« Tout ce que je veux, c’est revenir dans mon école. »
Elle s’appelle Valeria et au premier abord, c’est une fille de 14 ans comme les autres. Valeria est née et a grandi à Stanytsya Louhanska, une petite ville située à 25 kilomètres de Louhansk, encore récemment associée uniquement aux Cosaques qui l’ont fondée au XVIIe siècle dans les forêts sur les bords de la rivière Severskiy Donets. Mais il y a deux ans, la vie de Valeria, comme la vie des autres enfants de Stanytsya Louhanska, a basculé de manière radicale. Désormais, cette petite ville entourée d’arbres en fleurs est connue comme l’un des points les plus chauds de la zone de l’opération anti-terroriste à l’Est de l’Ukraine. Les affrontements les plus acharnés ont eu lieu ici depuis le tout début de la guerre. Les habitants de la ville s’y sont habitués et parlent des bombardements comme de choses habituelles et quotidiennes.

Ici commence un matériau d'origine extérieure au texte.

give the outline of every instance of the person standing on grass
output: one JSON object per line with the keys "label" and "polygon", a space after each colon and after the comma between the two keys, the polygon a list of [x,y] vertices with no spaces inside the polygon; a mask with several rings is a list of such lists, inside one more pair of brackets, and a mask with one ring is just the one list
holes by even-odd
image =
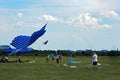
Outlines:
{"label": "person standing on grass", "polygon": [[56,55],[56,63],[59,64],[59,55]]}
{"label": "person standing on grass", "polygon": [[94,52],[93,56],[92,56],[92,65],[93,65],[93,69],[97,69],[97,63],[98,63],[98,56],[97,54]]}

Oui, au premier abord, Valeria est une fille comme les autres. Mais cette fille comme les autres a un rêve peu ordinaire pour une adolescente de son âge. Elle rêve de revenir dans son école. Peu d’enfants dans le monde rêveraient de revenir dans leur école. Mais Valeria en rêve, comme tous les autres élèves de l’école №2 de Stanytsya Louhanska. Avant, ils avaient une école, mais, un jour, elle a tout simplement disparu. En septembre 2014, le bâtiment de leur école a été entièrement détruit par des GRAD, ces systèmes de lance-roquettes multiples russes. Tout ce qui en reste : des murs calcinés et un toit effondré. Les élèves ont été partagés : une partie suit les cours dans la crèche et l’autre dans un petit bâtiment à un étage, la rédaction du journal local « Le temps ». Malheureusement, l’État n’est pas prêt à financer la construction d’un nouveau bâtiment, alors la direction de l’école, avec des bénévoles de Kiev recherchent des mécènes qui pourraient assurer aux enfants la possibilité de faire leurs études dans des conditions normales et non pas dans les pièces étroites de la rédaction.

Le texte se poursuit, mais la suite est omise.